Ehrenzveig spent a while coughing. Quite pathetic it was. Finally he was able to speak again.

“I’ve come to tell you the translation of the cloth that was found with the Eryx.” “I’m all ears.”

“It was a warning. It was written by one of the last beings to come across the Eryx.”

“Let’s cut to the chase. What did it say?” ‘ ‘It said, ‘The Eryx hates human life. It hates alien life. It tolerates no life but its own. When you find the Eryx, it is the beginning of the end of your species.’ I’m translat-ing very freely, you understand.”

“No problem,” I said. “It sounds like one of those old Egyptian curses.”

“Yes, very similar. In this case, it happens to be true.”

“That’s great,” I said, sarcastically, because of course Ehrenzveig was reading my own death sentence as well as his. But hey, I never thought I’d go on forever.

“So what happens now? Masque of the Red Death on a whole-world scale?”

“That’s about the size of it,” Ehrenzveig said.

“How long have you known?”

“For quite a while. All of us in the religion of the Eryx have known. The Eryx told us.”

“How’d it do that? Send out thoughts?”

“Dreams. Prophetic dreams. And we accepted what it told us, and found it good.
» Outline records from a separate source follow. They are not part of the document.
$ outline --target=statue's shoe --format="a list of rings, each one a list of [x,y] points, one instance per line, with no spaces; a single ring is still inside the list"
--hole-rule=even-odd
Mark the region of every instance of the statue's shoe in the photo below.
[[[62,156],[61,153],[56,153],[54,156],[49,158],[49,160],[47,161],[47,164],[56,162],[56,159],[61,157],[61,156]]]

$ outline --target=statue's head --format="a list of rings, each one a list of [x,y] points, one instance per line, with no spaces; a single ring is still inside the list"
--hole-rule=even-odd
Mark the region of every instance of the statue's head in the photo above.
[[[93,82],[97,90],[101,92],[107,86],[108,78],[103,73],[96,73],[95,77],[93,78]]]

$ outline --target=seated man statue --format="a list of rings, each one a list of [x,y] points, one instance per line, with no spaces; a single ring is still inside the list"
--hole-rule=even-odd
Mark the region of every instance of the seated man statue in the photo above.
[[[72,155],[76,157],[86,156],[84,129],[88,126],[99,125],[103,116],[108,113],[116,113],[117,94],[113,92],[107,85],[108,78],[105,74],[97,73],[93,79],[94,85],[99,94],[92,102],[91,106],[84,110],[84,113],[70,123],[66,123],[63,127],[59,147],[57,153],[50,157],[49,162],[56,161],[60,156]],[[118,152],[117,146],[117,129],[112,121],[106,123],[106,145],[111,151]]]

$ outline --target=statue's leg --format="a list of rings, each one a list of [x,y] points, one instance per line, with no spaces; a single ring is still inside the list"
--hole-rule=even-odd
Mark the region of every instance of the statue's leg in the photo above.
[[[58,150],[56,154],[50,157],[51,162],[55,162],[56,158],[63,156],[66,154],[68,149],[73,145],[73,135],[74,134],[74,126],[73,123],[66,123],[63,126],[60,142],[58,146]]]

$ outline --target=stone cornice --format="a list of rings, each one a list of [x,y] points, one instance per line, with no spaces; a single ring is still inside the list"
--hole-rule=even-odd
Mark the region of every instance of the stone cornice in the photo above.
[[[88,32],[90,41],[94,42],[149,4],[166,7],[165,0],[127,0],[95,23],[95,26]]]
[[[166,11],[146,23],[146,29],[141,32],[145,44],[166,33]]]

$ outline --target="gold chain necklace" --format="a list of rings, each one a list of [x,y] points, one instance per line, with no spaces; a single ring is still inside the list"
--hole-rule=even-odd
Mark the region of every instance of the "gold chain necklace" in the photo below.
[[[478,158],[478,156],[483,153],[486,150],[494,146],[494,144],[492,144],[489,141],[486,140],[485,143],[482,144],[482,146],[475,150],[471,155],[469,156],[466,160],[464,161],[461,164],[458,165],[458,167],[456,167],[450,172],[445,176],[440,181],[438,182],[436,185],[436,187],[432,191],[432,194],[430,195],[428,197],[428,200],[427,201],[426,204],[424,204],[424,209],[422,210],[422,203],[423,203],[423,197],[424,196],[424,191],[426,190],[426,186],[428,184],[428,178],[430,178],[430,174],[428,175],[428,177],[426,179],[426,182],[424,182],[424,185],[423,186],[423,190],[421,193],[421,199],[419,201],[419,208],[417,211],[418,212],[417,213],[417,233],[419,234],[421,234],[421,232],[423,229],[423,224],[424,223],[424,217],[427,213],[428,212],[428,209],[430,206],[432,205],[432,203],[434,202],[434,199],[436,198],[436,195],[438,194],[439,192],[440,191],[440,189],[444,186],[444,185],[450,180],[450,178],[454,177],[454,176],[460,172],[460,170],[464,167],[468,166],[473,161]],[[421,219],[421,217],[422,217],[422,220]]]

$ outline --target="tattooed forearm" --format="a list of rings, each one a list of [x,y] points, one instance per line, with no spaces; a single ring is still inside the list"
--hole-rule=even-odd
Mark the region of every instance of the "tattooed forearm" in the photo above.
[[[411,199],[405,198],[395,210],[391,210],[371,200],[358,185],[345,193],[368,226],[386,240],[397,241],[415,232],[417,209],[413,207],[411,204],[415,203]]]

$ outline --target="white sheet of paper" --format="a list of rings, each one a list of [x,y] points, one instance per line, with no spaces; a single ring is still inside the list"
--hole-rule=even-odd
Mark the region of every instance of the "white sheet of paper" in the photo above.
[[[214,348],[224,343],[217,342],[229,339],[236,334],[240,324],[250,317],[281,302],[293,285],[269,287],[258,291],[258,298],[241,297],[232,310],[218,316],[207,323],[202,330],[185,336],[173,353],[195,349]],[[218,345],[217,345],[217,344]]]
It is only right, you see, that the Eryx can tolerate no other life than its own.”

“That’s understandable,” I said. “I like a little elbow room, too.”

Ehrenzveig bowed his head and didn’t speak.

Finally I asked him, “So what happens now?”

“I die,” Ehrenzveig said. “Everyone dies.”

“That’s obvious, dummy. I mean what happens to me?”

“Ah,” Ehrnezveig said, “the Eryx has plans for you. You’re the Last Adam.”

“What sort of plans?”

“You’ll see. Come with me.”

“On whose orders?”

“The Eryx wants to get a look at you.”

Well, I didn’t like the sound of that one bit. I decided it was about time to quit the organization, get away from the Earth, find something else. But Ehrenzveig wasn’t having it that way. He had a bunch of his buddies outside my door. They escorted me—under protest, I can assure you—to this place where I live now.

The followers of the Eryx bustled around me for the next few weeks, setting me up in my little apartment, installing the cameras, arranging for food. There were fewer of them every day, and finally I was here all alone. Locked in.

But even if I could get out, where would I go? I’ve got a feeling everybody’s gone now. I saw my last human face weeks, months ago. Frankly, I don’t miss people one bit. They were a bad lot and to hell with them. I’m glad they’re gone and I won’t be sorry when I’m gone, too.